The former Henry County police officer accused of choking former NFL player Desmond Marrow nearly three years ago accepted a plea deal Monday prohibiting him from ever working in law enforcement again.
David Rose pleaded guilty to simple battery as part of his agreement with Henry prosecutors. His decision ends a legal standoff dating back to March 2019, when, at the last minute, Rose backed out of a deal with similar terms to one agreed upon Monday. His attorney, Lee Sexton, said last year that Rose would not admit guilt for something he didn’t do.
But the evidence against him was significant. Cellphone video showed Rose choking Marrow as he lay on the ground, handcuffed. Subsequent statements by Rose contradicted his official account, including an admission to his partner, Matthew Donaldson.
“I’m not going to write it down, but hell yeah I choked that (expletive deleted)," said Rose, captured on dashcam video.
The two officers were responding to a report of aggressive driving in the Target parking lot on Jonesboro Road in McDonough.
After turning down the plea deal last March, Rose was re-indicted on two counts of violating his oath of office, one count of making a false statement and one count of simple battery. He faced a possible prison sentence had he been found guilty in a trial.
“Through his revealing words and actions, David Rose tarnished the badge that represents all the honorable and brave men and women who serve in law enforcement,” Henry District Attorney Darius Pattillo said. “As a result of this plea, Rose will never work as a police officer again. I am satisfied that he has been held accountable for his actions against Desmond Marrow.”
Rose was also sentenced to 12 months probation.
Marrow said Monday the experience cost him his marriage and livelihood. He was initially charged, but later cleared, with felony obstruction of police.
Credit: Christian Boone
Credit: Christian Boone
“It was like this burden I was carrying around,” said the former defensive back. “I became more aggressive. I didn’t trust people. I was angry. I just wasn’t myself.”

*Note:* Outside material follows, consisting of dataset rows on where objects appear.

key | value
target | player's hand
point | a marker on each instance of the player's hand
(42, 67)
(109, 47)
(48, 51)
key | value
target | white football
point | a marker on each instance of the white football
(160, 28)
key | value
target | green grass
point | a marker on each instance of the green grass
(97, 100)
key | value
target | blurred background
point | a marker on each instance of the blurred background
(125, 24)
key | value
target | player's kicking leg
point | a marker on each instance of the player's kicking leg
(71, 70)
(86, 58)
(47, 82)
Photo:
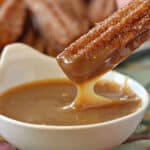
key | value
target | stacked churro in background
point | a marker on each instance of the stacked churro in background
(50, 25)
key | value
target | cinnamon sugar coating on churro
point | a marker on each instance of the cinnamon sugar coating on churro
(12, 17)
(107, 44)
(101, 9)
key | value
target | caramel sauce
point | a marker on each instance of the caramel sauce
(43, 102)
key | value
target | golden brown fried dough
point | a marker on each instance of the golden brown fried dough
(60, 22)
(101, 9)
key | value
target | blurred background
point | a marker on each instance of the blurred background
(50, 26)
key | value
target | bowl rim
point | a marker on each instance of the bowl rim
(145, 103)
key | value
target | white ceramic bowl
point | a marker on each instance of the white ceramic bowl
(20, 64)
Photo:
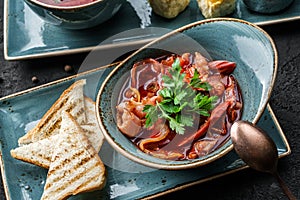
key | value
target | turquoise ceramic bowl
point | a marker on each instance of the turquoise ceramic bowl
(76, 17)
(267, 6)
(223, 38)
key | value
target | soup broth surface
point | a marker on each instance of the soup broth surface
(66, 2)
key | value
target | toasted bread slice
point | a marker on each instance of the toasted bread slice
(40, 152)
(91, 128)
(75, 165)
(70, 100)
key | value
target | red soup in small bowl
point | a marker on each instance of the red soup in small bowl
(75, 14)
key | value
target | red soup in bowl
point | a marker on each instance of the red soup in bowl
(66, 2)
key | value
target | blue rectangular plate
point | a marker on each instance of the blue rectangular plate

But ultimately, the encounter changed him significantly, Marrow said.
“I’m stronger. I’m smarter,” he said. “I lost everything but I found myself.”
Marrow’s civil suit against Henry police has yet be resolved. His attorneys said Monday they hope the county will agree to settle. If not, Marrow lawyer Chris Stewart said he will introduce evidence of an alleged cover-up intended to shield the officers involved in the arrest from prosecution.
Rose was initially cleared after an internal investigation that wrapped up five days after Marrow’s arrest. In that report, shared only with county commissioners, Internal Affairs Division Maj. Mike Ireland determined that Rose’s hand “was placed in the area of Mr. Marrow’s neck (and) does not appear to be intentional.”
But when the arrest video surfaced in April 2018, Henry police reversed course, firing Rose. There was no mention of the investigation that cleared him, which was later uncovered by Marrow’s defense team.
“It was a big cover-up and it still needs to be dealt with,” said Atlanta lawyer Gerald Griggs, who also represents Marrow. “We have to stop that. There cannot be two separate justice systems where African -Americans can only receive justice if somebody recorded it.”